Rebond de la production avec la réduction des pénuries
La pandémie freinera probablement la croissance au tournant de 2021 et début 2022. Avec la progression de la vaccination, cet effet négatif devrait, toutefois, se faire de moins en moins sentir et céder la place à un net rebond de l’activité. Dans un premier temps, la consommation privée jouera un rôle moteur une fois les mesures de confinement levées. La croissance rapide de l’emploi est, par ailleurs, de nature à amortir les pertes de pouvoir d’achat liées à la flambée des prix de l’énergie. En puisant dans l’épargne accumulée pendant la crise, les ménages vont également soutenir la consommation. Les exportations de produits manufacturés vont probablement rebondir en 2022 avec la réduction attendue des pénuries de pièces détachées et de semi-conducteurs. L’amélioration des perspectives pour le secteur manufacturier devrait encourager les entreprises à investir.
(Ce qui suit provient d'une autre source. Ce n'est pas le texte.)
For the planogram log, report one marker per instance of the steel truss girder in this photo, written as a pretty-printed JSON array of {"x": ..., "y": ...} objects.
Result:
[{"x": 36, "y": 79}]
Autre facteur de soutien pour l’investissement : les politiques publiques visant à accélérer la transition énergétique et la transformation numérique de l’économie. L’inflation totale se maintiendra à des niveaux plutôt élevés, en particulier au cours du premier semestre 2022, principalement en raison de l’envolée des prix de l’énergie. Dans les années à venir, la décarbonation de l’économie aura un effet inflationniste supplémentaire. Dès lors, dans un contexte de tensions sur le marché de l’emploi, l’un des risques majeurs serait le déclenchement d’une spirale salaires-prix.